Everyone needs the occasional mental health day, so do your duty and get under the duvet.
What's wrong with pulling an old-fashioned sickie? I fail to see that the odd mental health day is the reason for our piss-poor productivity figures.
In fact, maybe productivity would go up if we all took a day off sometimes to get our mojo running again.
And, by golly, this week I was in screaming need of a wallow under the duvet with a chick-lit nov and a packet of squiggly biscuits. How do most people manage the stress of the school holidays? Do tell. It is not the fact of having the skippies at home - we made Thomas the Tank Engine finger puppets and lurid cupcakes - just the gaping chasm between the amount of time children get off and the amount adults do.

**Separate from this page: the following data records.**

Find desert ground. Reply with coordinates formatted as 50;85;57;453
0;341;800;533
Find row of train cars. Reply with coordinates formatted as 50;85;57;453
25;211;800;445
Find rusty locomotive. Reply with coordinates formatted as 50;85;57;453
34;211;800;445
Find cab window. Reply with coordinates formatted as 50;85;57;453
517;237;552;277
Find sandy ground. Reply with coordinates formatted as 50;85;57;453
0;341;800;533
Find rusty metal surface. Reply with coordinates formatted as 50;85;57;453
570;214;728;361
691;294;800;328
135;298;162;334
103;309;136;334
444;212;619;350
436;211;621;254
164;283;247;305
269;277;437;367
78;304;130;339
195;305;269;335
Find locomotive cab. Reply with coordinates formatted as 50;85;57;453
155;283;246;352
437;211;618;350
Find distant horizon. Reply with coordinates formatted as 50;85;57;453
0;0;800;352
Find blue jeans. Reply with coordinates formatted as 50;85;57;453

When John Key announced changes to labour law this week there wasn't much help with solving that problem. And sometimes the need for a mental health day just sneaks up on you. This week I had a cough like a rattly goods train, no doubt from painting my fence in the cold, then my 2-year-old knocked over the 40-litre tin of white paint inside the house and my dog ate my son's hearing aid. Oh, you get the picture.

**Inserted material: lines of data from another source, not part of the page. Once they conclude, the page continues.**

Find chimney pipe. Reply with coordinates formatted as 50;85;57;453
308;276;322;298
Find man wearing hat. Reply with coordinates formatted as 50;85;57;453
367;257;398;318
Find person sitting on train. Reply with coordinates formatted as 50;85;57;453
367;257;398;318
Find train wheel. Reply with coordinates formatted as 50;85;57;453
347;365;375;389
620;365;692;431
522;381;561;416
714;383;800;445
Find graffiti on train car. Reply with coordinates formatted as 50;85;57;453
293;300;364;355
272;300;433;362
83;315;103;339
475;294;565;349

I tried to soothe my nerves by reading a trashy magazine but the story of Mike Hosking and Kate Hawkesby's "amazing love affair" made me go rushing for my antidepressants. Cheers for that.

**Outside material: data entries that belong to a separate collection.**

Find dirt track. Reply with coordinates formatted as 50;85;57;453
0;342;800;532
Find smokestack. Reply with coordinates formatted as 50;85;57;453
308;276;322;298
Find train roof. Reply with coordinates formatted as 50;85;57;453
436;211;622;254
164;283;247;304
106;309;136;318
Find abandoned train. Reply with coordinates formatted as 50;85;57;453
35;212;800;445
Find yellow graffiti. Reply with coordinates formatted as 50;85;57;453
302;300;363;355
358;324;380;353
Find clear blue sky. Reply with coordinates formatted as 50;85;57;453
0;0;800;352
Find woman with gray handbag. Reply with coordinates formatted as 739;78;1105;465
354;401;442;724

Stories about shiny happy people with five-carat engagement rings and "clean cars, a well run house ... it's perfect" should come with a health warning. This story is not representative of real life. The Hosking/Hawkesbys are obviously aliens. Most people trying to "blend" a family of five children would be pulsating stressbuckets. They would be needing a mental health day. More than one. "As a guide, it's always best to take at least two days off sick to make things more believable," socialite Tara Palmer Tomkinson writes in her guide to pulling a sickie.
But don't take my word that sickies are good for you. Even the Economist has cottoned on to the issue of employees' mental health. This month it reported companies as diverse as BT, Rolls-Royce and Grant Thornton have introduced mental-health programmes. These range from training managers to spot problems to rehabilitating those suffering breakdowns.
It quotes figures showing a sixth of the British workforce suffers from depression or stress and that mental ill-health costs British employers almost US$26 billion ($36 billion) a year. American research suggests that "presenteeism" (whereby the walking wounded turn up to work without contributing) costs twice as much as absenteeism. BT reports that its programmes have reduced levels of sickness absence due to mental-health problems by 30 per cent.
I think I need to take some more of Tara Palmer Tomkinson's advice. "Never feel guilty about pulling a sickie. A rested and happy employee is a good employee. Every extra day you spend under that duvet is actually helping your boss. He should be grateful that you are thinking laterally." So put down that paper and have a snooze.